September 9th, 2011 5:38 AM by Diego Quintero
Article first published as, "Building a Real Estate Portfolio," on Technorati
There are many ways to build a Real Estate portfolio, but building it in the least expensive method and being able to know some loopholes, may make the experience more fruitful. Many wealthy investors simply jump-in, they buy the good deals and accumulate properties. For the typical working person (a standard W-2 employee seeking a few investments), it will take more effort, as large lump sums may not be available for purchases. Additionally, large losses due to lack of good research, may hamper any restart into the venture, altogether.
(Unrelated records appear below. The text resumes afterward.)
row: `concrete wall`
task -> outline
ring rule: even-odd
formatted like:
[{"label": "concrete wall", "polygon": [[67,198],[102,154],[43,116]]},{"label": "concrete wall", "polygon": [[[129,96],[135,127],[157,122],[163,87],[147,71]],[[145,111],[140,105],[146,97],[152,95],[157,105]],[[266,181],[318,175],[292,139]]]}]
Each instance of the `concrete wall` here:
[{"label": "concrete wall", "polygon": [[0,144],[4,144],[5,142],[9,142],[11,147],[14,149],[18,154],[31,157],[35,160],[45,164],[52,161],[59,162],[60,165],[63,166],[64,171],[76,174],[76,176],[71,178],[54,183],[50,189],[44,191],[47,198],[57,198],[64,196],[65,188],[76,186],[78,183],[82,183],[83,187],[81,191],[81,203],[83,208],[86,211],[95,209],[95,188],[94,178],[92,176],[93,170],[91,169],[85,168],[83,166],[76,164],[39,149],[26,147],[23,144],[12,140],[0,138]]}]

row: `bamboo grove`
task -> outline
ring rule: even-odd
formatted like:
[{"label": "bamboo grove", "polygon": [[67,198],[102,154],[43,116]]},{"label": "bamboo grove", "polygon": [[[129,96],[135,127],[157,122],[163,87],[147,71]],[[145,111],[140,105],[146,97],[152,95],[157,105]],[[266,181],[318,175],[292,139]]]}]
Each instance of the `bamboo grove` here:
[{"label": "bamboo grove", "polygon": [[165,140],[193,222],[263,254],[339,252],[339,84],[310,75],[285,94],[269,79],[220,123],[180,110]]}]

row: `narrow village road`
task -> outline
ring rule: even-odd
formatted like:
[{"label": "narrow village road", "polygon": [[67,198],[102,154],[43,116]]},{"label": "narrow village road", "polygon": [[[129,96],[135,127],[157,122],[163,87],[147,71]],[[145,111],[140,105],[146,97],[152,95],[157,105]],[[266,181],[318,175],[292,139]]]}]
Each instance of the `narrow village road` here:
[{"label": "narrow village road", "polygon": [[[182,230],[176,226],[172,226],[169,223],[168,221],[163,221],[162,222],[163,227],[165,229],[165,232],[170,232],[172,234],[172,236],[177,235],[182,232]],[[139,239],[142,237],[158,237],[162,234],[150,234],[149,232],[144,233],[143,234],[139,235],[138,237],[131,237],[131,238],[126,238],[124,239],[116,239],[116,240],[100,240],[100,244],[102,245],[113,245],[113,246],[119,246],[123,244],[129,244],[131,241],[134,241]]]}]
The tax implications of capital gains could single-handedly sink you if you are not prepared. Always consult a CPA/Real Estate attorney for the latest tax code changes or visit www.irs.gov
Future investors seeking the most affordable rates and terms for this venture should know that Fannie Mae or Ginnie Mae will offer the best financing solutions. There are other lending avenues, but generally Freddie Mac products and non-conforming lenders are more expensive and the terms are less than desirable for our scenario. Utilizing Fannie Mae or Ginnie Mae loans, we are able to obtain financing for up to a four-unit property, with closing costs & rates that are the same as buying a single residence. An additional benefit is that the maximum loan amounts are increased based on the number of units. So, if a four-plex is offered above $417,000, it can still be bought using a Fannie Mae loan.
The most common problem that young investors encounter when attempting to build a Real Estate portfolio, is unacceptable debt-to-income ratios. In order to use rent payments as income, for loan qualification purposes, one must have landlord experience covering the last two years on federal tax returns. This is a rarity! It is typical of most young buyers to buy a home for themselves, and try to move upward. At the time the young buyer wishes to build a portfolio, it becomes obvious that the only way to move up is to sell the current property. Thus, thwarting the effort.
However, if the young buyer had purchased a four-plex using a FannieMae or GinnieMae loan product, then he or she becomes an investor who can rent out the other three units. After showing rental income on tax returns for two years, the investor can ‘move-up’ as described earlier. While renting out that fourth unit, the property may cash-flow depending on the monthly debt service. This home would have been financed as a primary residence enabling the buyer to withhold a larger down payment, decrease monthly debt service, and save money on lower loan costs.
Furthermore, if the young investor sells the home within 3 years after moving out, the IRS will not be able to assess capital gains taxes. Hey, young investors, save some money, place a small down payment on a multi-unit home, then move-over or move-up as you wish! If a real estate portfolio is not part of your investment strategy, then settle into a home that is at the upper end of your income qualification, and grow into it. Then, enjoy the equity that is due to follow, now that the down-market seems to be behind us.